The goal for health and fitness is to focus on maintaining or building lean muscle while avoiding too much body fat. Science-backed strategies to achieve this include:
Eat a nutrient-dense, balanced diet: Prioritize eating a diet rich in lean protein, healthy fats (especially omega-3s), complex carbs (fiber), and antioxidants.
Use time-restricted eating (e.g., eating during a 12-hour window): Supports metabolic repair, mitochondrial health, and insulin sensitivity.
Exercise regularly: Both resistance training (for lean mass) and aerobic/HIIT activity (for mitochondrial and cardiovascular health).
Get 7–9 hours of sleep per night: Sleep is crucial for tissue repair, hormonal balance, appetite regulation, and recovery.
Safely get sun exposure: Natural sunlight for 20-30 mins daily to get vitamin D, while avoiding excessive UV exposure that can damage skin.
Practice stress management: Chronic stress increases fat storage and accelerates cellular aging.

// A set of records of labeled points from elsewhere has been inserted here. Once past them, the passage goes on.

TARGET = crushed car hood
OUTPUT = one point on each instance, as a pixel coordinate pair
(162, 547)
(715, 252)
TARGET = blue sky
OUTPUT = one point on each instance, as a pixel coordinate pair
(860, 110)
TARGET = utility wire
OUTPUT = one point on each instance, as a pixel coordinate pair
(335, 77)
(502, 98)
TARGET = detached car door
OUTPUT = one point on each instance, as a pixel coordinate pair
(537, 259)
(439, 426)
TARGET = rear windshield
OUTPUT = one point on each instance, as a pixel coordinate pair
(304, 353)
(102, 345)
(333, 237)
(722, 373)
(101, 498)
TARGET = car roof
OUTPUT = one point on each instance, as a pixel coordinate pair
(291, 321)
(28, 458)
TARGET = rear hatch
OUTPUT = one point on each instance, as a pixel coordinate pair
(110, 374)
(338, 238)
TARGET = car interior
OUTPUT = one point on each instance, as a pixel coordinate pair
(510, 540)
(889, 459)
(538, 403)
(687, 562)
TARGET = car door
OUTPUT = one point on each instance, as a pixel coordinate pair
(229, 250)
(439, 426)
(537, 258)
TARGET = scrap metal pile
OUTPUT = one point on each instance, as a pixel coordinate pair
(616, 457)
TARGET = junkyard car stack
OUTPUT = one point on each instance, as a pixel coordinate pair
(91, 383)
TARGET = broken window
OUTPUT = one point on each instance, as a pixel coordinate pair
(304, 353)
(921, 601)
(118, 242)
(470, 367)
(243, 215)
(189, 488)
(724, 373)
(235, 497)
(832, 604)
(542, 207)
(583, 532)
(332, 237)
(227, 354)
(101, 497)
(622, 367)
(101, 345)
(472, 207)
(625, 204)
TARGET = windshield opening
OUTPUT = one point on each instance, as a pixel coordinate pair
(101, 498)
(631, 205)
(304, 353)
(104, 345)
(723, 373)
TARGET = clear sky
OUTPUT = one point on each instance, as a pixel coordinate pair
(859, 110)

Body composition is a useful indicator of both metabolic health and physical capability. While aesthetic preferences will continue to change, the science is clear: higher lean body mass while maintaining body fat levels between 10-25% for men and 20-30% for women improves quality of life, reduces disease risk, enhances fitness, and slows aging. Whether your goals are performance, health, or longevity– optimizing your body composition is one of the best investments you can make for your future.
Take Action:
Know Your Body Composition– Get a DEXA Scan (if feasible): A DEXA scan is the most accurate and accessible way to measure your ratio of lean mass to fat mass, and see how it’s distributed throughout your body. BodySpec is located just one mile from CFCL and offers scans for around $50–60.
Commit to 2 Weeks of Healthier Choices: Prioritize lean protein and high-fiber foods at each meal, avoid processed foods, and exercise consistently.
Bonus points if you also: Get 8+ hours of sleep nightly, eat during an 8–12 hour window, spend 20 minutes in the sun daily, and implement other stress-reduction strategies.Track/Notice Results: How do your clothes fit? Any changes in weight? Do your muscles feel or look more defined? Are you performing better? How do you feel?
Set Longer-Term Goals: Use this challenge as a starting point. If your DEXA scan shows body fat above the healthy range (10–25% for men, 20–30% for women), set SMART goals to increase lean muscle and reduce excess fat by continuing these healthy practices over time. Likewise, if you are currently at a healthy body fat level, you can use this information to set a goal to increase lean mass (muscle and bone), since the more lean mass you have, the healthier your long term outlook will be.